Shakespeare
Féminicide
Si l’on veut « décrypter » le
théâtre de Shakespeare à la lumière de nos idéologies contemporaines, on tombe
immédiatement sur des monstruosités. Othello risque de ne pas passer la
censure. Pensez donc ! Les trois personnages féminins de la tragédie se
comportent comme des petites dindes. Émilia, la femme d’Iago, ne comprend rien
à son couple. Elle se laisse abuser par un macho cynique et sans scrupule.
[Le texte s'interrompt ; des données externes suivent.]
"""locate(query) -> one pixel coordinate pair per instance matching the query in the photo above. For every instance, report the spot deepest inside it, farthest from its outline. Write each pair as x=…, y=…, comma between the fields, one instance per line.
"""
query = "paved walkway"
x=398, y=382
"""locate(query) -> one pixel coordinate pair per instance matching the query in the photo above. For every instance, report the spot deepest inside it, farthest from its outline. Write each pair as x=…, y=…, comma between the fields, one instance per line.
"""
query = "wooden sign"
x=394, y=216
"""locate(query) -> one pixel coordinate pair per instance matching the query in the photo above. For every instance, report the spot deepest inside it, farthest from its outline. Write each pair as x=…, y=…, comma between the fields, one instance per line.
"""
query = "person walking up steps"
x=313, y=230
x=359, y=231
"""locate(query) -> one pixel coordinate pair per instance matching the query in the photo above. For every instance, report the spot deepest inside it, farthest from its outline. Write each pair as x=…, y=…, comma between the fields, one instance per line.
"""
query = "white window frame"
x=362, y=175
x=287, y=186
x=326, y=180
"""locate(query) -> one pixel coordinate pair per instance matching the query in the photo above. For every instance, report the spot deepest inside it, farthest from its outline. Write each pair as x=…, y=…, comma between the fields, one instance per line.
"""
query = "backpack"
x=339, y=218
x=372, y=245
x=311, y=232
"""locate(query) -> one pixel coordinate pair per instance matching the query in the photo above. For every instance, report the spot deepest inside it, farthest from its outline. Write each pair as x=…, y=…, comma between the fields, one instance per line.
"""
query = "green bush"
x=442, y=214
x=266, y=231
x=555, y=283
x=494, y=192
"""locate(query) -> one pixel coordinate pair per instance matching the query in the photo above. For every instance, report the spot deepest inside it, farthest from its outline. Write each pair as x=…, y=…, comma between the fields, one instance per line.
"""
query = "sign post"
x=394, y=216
Bianca, l’entremetteuse, est une petite sotte. Quant à Desdémone, elle tombe
sous le charme viril du général Othello, tout auréolé de gloire militaire, et
puis surtout, il porte si bien l’uniforme ! Quand le vilain mari jaloux va
la tuer, est-ce qu’elle appelle le 3919 ─ Violences Femmes Info ─ pour obtenir du
secours ? Non, elle se comporte comme une oie blanche et se soumet au
sacrifice assez sordide du More déchaîné.
*
Je ne dis pas que l’œuvre de Shakespeare ne peut être comprise que dans
son contexte. Loin de là ! Mais il est clair que nous avons en partie
perdu le sens de la tragédie. Le « cas Desdémone » ferait
aujourd’hui un fait divers et soulèverait une flambée de protestations
féministes. Les réseaux sociaux seraient saturés de messages vengeurs.
Je ne regrette pas l’évolution des mentalités, et si les femmes sont
mieux défendues aujourd’hui, je m’en félicite. Mais pour autant, nous sommes devenus
incapables de comprendre la jalousie, et son déclencheur mimétique
(qu’Iago-Shakespeare manipule avec expertise). Ce qui intéresse Shakespeare,
c’est le processus qui conduit au sacrifice. Il « enquête » avant
que le crime ne soit commis ─ à la différence des polars, ou des journalistes,
qui arrivent toujours après le crime. Vu sous cet angle, Othello
est une tragédie qui nous alerte sur les dangers de nos propres pulsions, pas
un jugement post mortem comme le sont les commentaires médiatiques. Nous
sommes dans une autre perspective et en cela, Shakespeare est irremplaçable.